It wasn't easy, however: hoarding books is something of a family trait.


In an effort to recall what it was like to grow up surrounded by books, I cast my mind back to the few times when I wasn't: whilst staying at my maternal grandparents', who owned as I recall two books: Jack London's The Iron Heel and a biographical work whose title I forget by Nonna's hallowed Sandro Pertini; or during the cumulative six weeks or so in the year that we spent holidaying in our caravan, when once you ran out of whatever reading material it was that you had packed you could fall back on a Topolino comic book with the first part of a two-part story ('Topolino e il triangolo delle Bermude' – I still hold out hope to come across part two some day), and a handful of mystery books from the Giallo Mondadori series, including, from memory, a Perry Mason and something by Rex Stout. And if the holiday happened to be abroad, there was little one could do but read those again, because read something one must.
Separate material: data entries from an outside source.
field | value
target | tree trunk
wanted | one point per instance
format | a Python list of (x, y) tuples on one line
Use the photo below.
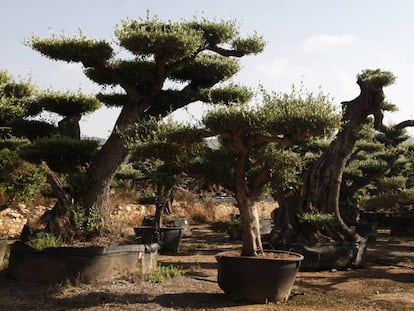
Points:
[(113, 153), (249, 218), (321, 188)]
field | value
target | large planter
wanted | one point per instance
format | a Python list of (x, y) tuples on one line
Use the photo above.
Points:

Another way to think inversely about our house full of books comes by way of a thought experiment: what if my parents had been born one hundred years later, and had hoarded digitally? What if their books had been lined up not on shelves but in folders, or hard drives? I think back on the single, beleaguered Italian aisle at Victoria's library, on the value of those particular books occupying that particular physical space, imposing their useful limitations on it. What is the digital architecture that could simulate the space, replicate its instructional value?

Because growing up in that house full of books was in itself an education. It helped too that boredom still existed, back then, that when there wasn't anything on television there really wasn't anything on television, and that Topolino came out only once a week, so eventually I'd have to reach for one of those books: in gloriously age-inappropriate fashion, at first (War and Peace - at ten?), and later supplementing or undercutting the school canon. I plucked Borges, Cortazar, Ocampo and Roth, Kraus, Böll, Kafka, Musil, Nietzsche from my sister's library, and Calvino, Buzzati, Brecht, Mann, Pavese, Levi, Marquez, Corti, Ginzburg from my parents'.
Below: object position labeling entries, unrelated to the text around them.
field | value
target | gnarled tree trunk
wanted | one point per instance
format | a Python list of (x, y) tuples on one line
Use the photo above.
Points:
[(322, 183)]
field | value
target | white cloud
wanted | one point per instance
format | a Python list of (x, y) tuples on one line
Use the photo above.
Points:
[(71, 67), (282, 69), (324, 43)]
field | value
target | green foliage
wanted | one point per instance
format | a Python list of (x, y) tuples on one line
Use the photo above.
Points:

And then Clavell, Simenon, The Sorrow and the Pity, Remarque; books on Etruscan pottery and the erotic art of Pompeii or Greece; Ottiero Ottieri and other political writers from the Sixties that Mum studied for her dissertation; Marguerite Yourcenar, the Greek lyricists, Ennio Flaiano; every two weeks, a new Giallo.


I didn't seek any of these books out, nor did anybody encourage me to read them; they were simply there, available. Even the ones I didn't read – that is to say, the vast majority – contributed to the education, naturalising the idea that vast tracts on history or Western philosophy might occupy a family's living space, and that the systematic treatment of those subjects wasn't the exclusive prerogative of educational institutions. It was, after all, largely via that library that my father had educated himself, reading amongst other things all of Livy in a parallel text edition, quite possibly teaching himself a fair bit of Latin in the process. My self-education wasn't nearly as heroic, but then unlike him I did actually go to the school where many of those things were taught.

(A book that my father used partly to improve his French. I remember staring often at that cover with utter fascination when I was a small child.)

I don't recall when it was that I bought my first non-comic book, nor what it was. It's quite possible that it was an issue of Urania, the bi-weekly periodical of science-fiction novels and short stories, for it was a genre that I had to pursue largely on my own, as I did fantasy, albeit a little less energetically. The boxed Nord edition of Gene Wolfe's Book of the New Sun series survives somehow.


I think I can more or less trace how the cocktail of these two genres, via the tutelage of Poe, Dick, LeGuin, Douglas Adams and Stefano Benni, moulded my current taste in fiction, but sometimes I wish I had more photographs of that growing library. What did I read at age eighteen, twenty, twenty-five? I feel that if I had a record it would go some way towards reconstructing what I was like back then – a notion that, if not altogether naïve, is certainly overstated: I doubt in fact that you could tell all that much about my family by examining their library, and besides books can also be a crutch, a fetish, or slowly close in on you.

There can be such a thing as a house with too many books. Such is perhaps ours nowadays for Mum: there are so many books she won't touch ever again, and conversely, so many that she would perhaps be glad to revisit if only she could locate them in one of those dreaded second rows behind. It's quite hopeless, and cannot be helped. Perhaps our house now is made of books, and if you removed them it would cave in, as was literally the case for a section of our library for a time.

No, I shouldn't be sorry that I stopped hoarding nor that I had to make choices. Choices are good. I just wish I had chosen better.


The thicker of the blue books in this enlargement from the pre-departure picture at the top of the post is Cesare Pavese's translation of Moby Dick. How foolish of me to leave it behind. I took Italian books that for the most part I could have readily found in New Zealand, as it turned out, and books in English that are still widely available, in libraries or for repurchase. What I should have taken more of were Italian translations of foreign literature – the Russians and the Germans, the Spaniards and the South Americans: Borges or Tolstoj in English seem so foreign. And even when it comes to my other language, Pavese's version still seems a more native text than Melville's own.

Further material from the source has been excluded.